Voyage aux Jeux olympiques 2004
Une fois de plus, la question du « comment continuer » s’est posée : l’autorisation d’exploitation avait été accordée par l’OFAC à titre provisoire pour une année. Il fallait maintenant attendre le renouvellement, ce qui était gênant pour l’exploitation commerciale, car aucune vente préalable ne pouvait avoir lieu. La situation financière restait donc difficile malgré les vols bien réservés de l’été dernier. Une nouvelle opportunité s’est présentée en 2004 avec les Jeux olympiques d’Athènes. Skyship Cruise a été chargé d’utiliser un navire pour des tâches de surveillance et le second comme plate-forme pour des enregistrements télévisés. On espérait surtout pouvoir augmenter sa notoriété en faisant de la publicité lors des Jeux. La traversée vers Athènes a été exigeante sur le plan logistique et opérationnel. C’était la première fois qu’un dirigeable franchissait le col du Gothard. Avec le recul, Schulthess estime toutefois aujourd’hui qu’il aurait été plus judicieux de se concentrer sur le développement du site de l’aérodrome de Buochs. L’un des dirigeables est revenu d’Athènes à Buochs jusqu’en 2005 et a effectué une tournée européenne en 2006 et 2007 en tant que support publicitaire, car Buochs n’était plus disponible. Comme le dirigeable n’était autorisé à se poser sur aucun aérodrome en Suisse et qu’il manquait également d’une base, Schulthess a garé son Skyship en 2008 dans le pré d’un ami paysan à son domicile de Lindau, dans le canton de Zurich, et a fait sensation dans la commune rurale avec ses dimensions de 61 mètres de long et 20 mètres de haut. En 2009, l’entreprise a finalement été mise en liquidation. Les deux bateaux ont été démontés et entreposés dans les règles de l’art – et sont depuis mis en vente.

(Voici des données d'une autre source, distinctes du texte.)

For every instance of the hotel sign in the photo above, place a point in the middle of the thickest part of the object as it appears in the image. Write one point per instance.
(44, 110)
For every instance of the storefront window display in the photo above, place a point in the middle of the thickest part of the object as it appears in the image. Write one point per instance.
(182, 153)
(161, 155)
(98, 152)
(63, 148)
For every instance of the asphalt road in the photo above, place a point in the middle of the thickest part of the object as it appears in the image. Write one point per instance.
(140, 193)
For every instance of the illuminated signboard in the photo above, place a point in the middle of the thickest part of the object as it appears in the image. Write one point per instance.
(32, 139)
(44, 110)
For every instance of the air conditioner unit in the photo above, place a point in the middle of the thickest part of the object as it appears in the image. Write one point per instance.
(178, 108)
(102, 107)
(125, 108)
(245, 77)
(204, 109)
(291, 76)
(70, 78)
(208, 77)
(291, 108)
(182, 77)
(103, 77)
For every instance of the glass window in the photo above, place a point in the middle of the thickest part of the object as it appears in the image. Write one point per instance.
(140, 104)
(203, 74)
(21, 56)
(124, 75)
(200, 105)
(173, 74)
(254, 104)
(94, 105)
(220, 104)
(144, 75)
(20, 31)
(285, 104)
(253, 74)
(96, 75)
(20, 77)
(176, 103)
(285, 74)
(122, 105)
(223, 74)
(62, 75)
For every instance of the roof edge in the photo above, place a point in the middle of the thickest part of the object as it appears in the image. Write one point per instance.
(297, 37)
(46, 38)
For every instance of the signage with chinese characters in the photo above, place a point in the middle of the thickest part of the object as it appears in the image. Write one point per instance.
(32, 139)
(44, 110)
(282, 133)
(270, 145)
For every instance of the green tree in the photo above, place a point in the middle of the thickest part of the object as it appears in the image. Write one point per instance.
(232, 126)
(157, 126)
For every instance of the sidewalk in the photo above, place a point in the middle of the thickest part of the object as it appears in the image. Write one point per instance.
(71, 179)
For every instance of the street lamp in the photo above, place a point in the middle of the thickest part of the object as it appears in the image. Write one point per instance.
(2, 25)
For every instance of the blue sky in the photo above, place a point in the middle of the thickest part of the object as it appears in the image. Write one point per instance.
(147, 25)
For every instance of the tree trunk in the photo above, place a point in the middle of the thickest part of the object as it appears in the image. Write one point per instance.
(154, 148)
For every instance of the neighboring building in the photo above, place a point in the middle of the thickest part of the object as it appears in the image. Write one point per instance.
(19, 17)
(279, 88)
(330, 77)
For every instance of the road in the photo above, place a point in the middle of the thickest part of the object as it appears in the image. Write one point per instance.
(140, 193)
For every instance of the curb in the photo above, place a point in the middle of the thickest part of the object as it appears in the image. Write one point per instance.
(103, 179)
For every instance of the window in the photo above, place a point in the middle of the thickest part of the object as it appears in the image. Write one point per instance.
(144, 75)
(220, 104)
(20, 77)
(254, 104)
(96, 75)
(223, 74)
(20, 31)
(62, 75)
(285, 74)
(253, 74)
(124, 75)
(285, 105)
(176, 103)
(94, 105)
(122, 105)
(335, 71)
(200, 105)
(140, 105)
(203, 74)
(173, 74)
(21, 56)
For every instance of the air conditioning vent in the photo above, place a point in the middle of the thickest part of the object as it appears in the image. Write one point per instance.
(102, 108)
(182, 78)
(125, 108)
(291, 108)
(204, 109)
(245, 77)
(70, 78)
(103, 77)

Conseils pour les imitateurs
Au cours de son activité d’exploitant de dirigeables, Christian Schulthess est devenu, pas tout à fait par choix, un expert en marketing dans cette branche et, sur la base de son expérience, il a de bons conseils à donner aux futurs exploitants de dirigeables : « Il est important de proposer des circuits à partir d’un endroit où l’on peut construire sa propre infrastructure. Il est également décisif de disposer de son propre hangar et d’un système de réservation performant ». En revanche, le montant des billets ne serait pas un obstacle de poids pour les clients intéressés par ce type de conduite. Schulthess voit également dans la possibilité de faire fonctionner un dirigeable avec des moteurs électriques une autre opportunité pour les projets futurs. En effet, cela réduirait le problème du bruit et plusieurs hélices à entraînement électrique rendraient le bateau encore plus manœuvrable à proximité du sol et ne nécessiteraient donc plus une grande équipe au sol.